Sevda Noyan, 3 Mayıs 2020 tarihinde bir televizyon programında bir soru üzerine, "15 Temmuz kursağımızda kaldı. Yanlış anlaşılmasın, doğru anlaşılsın bizim aile bir 50 kişiyi götürür yani. Ayaklarını denk alsınlar. Bizim sitede var üç beş. Benim listem hazır açıkçası" şeklinde sözler sarf etmişti. İstanbul Cumhuriyet Başsavcılığı Basın Suçları Bürosu da hakkında suç duyurusunda bulunulan Sevda Noyan'a "Halk arasında korku ve panik yaratmak amacıyla tehdit" suçundan 3 yıldan 6 yıla kadar hapis istemiyle dava açmıştı. 1 Temmuz 2021 tarihli duruşmada ise duruşma savcısı, TCK'nin 213. maddesindeki zincirleme olarak "Halk arasında korku ve panik yaratmak amacıyla tehdit" suçundan dava açılmışsa da suçun TCK'nin 106/1. ve 43/1. maddeleri uyarınca "Zincirleme tehdit" suçunu oluşma ihtimali nedeniyle sanığın ek savunmasının alınmasını talep etmişti.

 

"MEDYADA KÖPÜRTÜLDÜ" DEMİŞTİ

Sanık Sevda Noyan 13 Nisan 2021 tarihli duruşmada yaptığı savunmasında, programın sunucu Esra Elönü'nün 15 Temmuz darbe girişimine dair "Bir daha böyle bir şey yaşansa" ilişkin sorusu üzerine "Nüktedan" bir yanıt verdiğini belirtmişti. Noyan, "O zaman bir şey yapmadık ama bir daha böyle bir kalkışma olursa, esprili şekilde iddianamede geçen bu ifadeleri kullandım. Ancak burada bir eksiklik vardır, ben komşulardan bahsettiğim de sunucunun bunu normalde açması gerekirdi. Disleksi hastasıyım yani düşüncem ile ifadem birbirini tutmaması sonucu konuşmam eksik kaldı. Sunucu da bunu açmam için herhangi bir soru sormadı. Asıl anlatmak istediğim, 70 hanelik bir sitede oturuyoruz, 15 Temmuz sonrası bütün komşuları tehdit eden 7-8 tane site mensubu yurt dışına kaçtı. Bir sonraki evimizde oturuyorlardı. Bu kişilerden biri, yeniden geleceklerini ve darbe yapacaklarını bizleri barındırmayacaklarını söylediler.
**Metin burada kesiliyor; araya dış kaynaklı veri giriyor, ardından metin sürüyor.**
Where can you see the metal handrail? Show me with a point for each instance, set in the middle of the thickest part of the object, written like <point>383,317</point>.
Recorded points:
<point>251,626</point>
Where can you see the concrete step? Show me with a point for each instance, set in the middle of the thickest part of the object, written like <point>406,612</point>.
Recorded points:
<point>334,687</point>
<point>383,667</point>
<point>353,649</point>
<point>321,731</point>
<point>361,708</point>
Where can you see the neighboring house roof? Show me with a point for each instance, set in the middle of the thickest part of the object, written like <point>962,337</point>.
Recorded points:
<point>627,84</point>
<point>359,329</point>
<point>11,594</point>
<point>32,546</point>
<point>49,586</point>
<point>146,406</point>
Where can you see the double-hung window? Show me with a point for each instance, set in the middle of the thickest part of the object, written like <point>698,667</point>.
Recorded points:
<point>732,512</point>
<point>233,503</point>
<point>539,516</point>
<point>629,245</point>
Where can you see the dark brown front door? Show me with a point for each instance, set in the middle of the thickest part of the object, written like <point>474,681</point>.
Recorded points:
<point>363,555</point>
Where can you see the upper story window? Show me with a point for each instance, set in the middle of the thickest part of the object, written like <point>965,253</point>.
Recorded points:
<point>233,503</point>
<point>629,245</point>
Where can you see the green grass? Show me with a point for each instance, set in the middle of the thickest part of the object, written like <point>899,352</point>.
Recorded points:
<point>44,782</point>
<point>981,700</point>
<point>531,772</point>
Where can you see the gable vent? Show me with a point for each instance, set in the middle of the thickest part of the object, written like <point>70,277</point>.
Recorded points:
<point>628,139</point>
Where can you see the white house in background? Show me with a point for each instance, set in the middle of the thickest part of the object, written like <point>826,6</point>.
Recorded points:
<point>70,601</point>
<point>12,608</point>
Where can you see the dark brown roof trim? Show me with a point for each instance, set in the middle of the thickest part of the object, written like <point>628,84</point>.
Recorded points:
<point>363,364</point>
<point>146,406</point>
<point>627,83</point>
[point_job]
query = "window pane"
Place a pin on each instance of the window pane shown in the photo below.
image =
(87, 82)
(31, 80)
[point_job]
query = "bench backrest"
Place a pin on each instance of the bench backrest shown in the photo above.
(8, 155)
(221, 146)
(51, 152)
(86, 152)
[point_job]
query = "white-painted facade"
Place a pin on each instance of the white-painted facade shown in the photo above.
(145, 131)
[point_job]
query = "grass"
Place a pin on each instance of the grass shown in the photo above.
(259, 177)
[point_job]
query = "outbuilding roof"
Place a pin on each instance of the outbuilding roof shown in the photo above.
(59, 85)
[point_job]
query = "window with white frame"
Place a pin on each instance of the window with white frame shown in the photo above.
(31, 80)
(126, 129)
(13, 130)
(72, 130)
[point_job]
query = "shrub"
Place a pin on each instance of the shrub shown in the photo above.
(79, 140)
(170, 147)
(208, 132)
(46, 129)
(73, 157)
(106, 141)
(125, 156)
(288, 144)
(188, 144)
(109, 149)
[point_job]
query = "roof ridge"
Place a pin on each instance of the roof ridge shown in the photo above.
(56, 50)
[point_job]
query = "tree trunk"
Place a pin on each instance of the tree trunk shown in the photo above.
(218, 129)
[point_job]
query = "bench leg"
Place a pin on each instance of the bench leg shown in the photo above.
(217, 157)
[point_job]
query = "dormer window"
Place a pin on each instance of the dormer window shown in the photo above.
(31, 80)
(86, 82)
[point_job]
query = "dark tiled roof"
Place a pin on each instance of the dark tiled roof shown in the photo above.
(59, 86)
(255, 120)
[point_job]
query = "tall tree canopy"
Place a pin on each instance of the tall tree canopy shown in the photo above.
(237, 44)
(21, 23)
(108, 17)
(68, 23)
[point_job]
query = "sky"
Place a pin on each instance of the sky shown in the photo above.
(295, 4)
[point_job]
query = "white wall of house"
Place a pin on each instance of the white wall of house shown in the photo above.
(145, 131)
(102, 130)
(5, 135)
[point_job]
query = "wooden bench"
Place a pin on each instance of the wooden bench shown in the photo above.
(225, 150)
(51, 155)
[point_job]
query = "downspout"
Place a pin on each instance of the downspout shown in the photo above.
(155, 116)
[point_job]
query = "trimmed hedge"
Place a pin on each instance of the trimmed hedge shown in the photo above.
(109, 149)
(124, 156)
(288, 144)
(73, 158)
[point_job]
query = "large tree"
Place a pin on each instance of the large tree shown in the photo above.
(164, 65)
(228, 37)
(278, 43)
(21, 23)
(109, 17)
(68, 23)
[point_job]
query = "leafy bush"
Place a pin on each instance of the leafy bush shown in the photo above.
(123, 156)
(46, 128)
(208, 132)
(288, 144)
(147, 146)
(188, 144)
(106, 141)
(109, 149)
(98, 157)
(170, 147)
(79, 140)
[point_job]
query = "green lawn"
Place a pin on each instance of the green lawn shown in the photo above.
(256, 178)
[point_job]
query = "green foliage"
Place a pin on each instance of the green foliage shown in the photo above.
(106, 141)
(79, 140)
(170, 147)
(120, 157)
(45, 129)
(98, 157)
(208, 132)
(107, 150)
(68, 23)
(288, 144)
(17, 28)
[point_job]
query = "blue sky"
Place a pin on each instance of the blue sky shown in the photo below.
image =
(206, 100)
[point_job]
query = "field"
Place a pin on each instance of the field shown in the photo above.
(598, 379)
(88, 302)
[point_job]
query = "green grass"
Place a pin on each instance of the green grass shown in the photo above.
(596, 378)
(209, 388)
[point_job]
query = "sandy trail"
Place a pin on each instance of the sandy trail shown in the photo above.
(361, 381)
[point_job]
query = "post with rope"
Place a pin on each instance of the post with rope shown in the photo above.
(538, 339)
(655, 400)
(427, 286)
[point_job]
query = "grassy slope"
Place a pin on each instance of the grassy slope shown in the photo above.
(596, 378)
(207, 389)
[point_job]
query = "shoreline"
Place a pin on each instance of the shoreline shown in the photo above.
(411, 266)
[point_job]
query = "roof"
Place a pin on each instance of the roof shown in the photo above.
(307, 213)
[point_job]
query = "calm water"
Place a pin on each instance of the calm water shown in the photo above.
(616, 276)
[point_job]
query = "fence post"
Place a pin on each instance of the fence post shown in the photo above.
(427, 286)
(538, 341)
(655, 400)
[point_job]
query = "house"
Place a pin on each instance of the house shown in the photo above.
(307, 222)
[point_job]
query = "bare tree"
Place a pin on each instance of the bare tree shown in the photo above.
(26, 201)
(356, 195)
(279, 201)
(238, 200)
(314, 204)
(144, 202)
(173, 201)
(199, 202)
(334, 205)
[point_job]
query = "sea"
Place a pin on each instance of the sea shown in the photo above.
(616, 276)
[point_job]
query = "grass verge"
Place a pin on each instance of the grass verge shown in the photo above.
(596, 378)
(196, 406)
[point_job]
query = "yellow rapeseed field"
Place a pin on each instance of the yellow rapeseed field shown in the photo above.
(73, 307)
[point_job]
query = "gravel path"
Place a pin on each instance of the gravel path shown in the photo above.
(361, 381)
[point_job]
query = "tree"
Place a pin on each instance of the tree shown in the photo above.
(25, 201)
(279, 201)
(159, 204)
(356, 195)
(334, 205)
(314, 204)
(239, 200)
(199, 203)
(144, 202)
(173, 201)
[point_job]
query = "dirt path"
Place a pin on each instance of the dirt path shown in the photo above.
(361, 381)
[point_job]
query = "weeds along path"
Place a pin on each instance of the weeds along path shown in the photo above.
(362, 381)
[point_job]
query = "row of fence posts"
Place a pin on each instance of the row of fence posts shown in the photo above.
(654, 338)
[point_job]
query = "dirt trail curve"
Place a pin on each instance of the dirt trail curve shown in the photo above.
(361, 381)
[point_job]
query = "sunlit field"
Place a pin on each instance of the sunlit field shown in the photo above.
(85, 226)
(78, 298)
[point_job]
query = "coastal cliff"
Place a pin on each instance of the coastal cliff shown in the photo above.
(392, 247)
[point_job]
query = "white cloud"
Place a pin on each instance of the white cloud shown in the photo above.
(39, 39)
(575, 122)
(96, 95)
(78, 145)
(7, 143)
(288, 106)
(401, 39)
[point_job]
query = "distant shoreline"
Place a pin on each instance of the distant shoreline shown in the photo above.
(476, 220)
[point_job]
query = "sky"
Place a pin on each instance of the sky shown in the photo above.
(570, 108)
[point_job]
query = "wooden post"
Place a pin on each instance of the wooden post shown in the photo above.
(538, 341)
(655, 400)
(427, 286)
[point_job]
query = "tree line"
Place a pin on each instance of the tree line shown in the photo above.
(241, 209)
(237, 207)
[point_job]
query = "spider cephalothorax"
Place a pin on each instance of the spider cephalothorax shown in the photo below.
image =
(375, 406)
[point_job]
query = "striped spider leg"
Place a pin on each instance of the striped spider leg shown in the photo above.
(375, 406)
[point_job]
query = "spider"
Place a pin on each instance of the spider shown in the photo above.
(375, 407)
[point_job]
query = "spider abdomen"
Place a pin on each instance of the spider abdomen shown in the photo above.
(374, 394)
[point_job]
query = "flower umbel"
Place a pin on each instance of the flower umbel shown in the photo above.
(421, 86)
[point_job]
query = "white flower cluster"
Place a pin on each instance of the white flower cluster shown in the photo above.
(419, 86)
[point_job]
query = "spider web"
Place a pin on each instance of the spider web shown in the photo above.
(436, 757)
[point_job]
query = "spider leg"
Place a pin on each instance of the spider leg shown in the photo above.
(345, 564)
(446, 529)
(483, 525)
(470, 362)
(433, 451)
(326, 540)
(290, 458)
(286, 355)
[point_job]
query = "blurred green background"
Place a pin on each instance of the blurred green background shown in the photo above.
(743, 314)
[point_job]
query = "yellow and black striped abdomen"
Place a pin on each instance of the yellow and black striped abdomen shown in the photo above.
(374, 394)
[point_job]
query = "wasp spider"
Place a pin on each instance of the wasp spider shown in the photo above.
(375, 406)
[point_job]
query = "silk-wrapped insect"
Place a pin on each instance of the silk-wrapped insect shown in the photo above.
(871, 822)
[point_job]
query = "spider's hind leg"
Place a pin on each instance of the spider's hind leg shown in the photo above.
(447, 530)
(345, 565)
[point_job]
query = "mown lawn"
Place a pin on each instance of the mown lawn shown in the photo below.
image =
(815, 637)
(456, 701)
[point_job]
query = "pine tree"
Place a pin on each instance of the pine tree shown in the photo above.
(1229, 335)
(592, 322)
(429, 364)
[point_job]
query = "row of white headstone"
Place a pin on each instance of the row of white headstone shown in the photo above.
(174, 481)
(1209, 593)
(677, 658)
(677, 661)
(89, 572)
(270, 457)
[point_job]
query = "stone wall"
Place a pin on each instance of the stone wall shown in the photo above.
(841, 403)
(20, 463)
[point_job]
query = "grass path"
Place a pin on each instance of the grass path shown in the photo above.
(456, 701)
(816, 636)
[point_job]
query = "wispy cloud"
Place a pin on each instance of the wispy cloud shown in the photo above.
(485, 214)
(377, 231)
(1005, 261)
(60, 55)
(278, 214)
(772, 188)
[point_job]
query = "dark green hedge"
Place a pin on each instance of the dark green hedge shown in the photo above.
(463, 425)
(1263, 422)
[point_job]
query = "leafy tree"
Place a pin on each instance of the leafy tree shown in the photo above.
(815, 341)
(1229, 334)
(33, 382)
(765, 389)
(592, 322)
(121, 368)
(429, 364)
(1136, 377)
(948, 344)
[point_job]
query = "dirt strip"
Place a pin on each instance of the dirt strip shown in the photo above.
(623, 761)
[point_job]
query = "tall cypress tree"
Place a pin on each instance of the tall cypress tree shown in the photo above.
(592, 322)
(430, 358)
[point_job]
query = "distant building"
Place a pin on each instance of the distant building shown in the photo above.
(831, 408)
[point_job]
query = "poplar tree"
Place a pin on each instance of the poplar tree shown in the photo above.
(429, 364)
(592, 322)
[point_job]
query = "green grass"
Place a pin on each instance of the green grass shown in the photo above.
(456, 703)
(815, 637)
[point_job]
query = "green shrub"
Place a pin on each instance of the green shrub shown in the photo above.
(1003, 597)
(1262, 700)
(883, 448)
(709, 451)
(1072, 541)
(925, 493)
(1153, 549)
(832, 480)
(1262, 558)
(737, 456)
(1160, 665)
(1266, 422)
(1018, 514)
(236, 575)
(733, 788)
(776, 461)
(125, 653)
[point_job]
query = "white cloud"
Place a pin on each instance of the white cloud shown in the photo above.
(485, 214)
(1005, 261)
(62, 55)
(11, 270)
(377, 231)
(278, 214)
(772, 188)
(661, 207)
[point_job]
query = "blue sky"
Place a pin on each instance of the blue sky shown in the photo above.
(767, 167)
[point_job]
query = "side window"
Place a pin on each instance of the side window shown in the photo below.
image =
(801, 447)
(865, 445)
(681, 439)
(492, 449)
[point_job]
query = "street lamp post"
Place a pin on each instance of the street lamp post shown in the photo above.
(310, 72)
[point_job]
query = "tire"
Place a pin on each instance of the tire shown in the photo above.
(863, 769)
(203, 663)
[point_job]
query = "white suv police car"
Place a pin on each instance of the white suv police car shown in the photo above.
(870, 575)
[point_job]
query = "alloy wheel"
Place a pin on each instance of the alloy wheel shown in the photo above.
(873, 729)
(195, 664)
Program bittiğinde çok iyi reyting aldı. Tebrik telefonları aldık. Aradan 4 gün geçti, cuma günü Twitter'dan başlayan operasyonla, ki bunun dış kaynaklı olduğunu tespit ettim. Sadece iddianamedeki bir cümle alınarak eşimin geçmişi de ortaya konularak bizi çok ciddi şekilde mağdur edip tehdit ettiler. Telefonlarım çalmaya başladı.  Instagram'ım hacklendi. Bunun üzerine emniyetten bana koruma tahsis edildi. Çocuklarımın, torunlarımın, ailemin adresleri deşifre edildi. Medyada bu husus köpürtüldü. Ciddi mağduriyetime neden oldu. Bu sözleri halk arasında korku panik yaratmak amacıyla söylemedim. Üzgünüm. Keşke yaşanmasaydı. Söylediğim sözler de suç unsuru yoktur. Beraatimi isterim" demişti.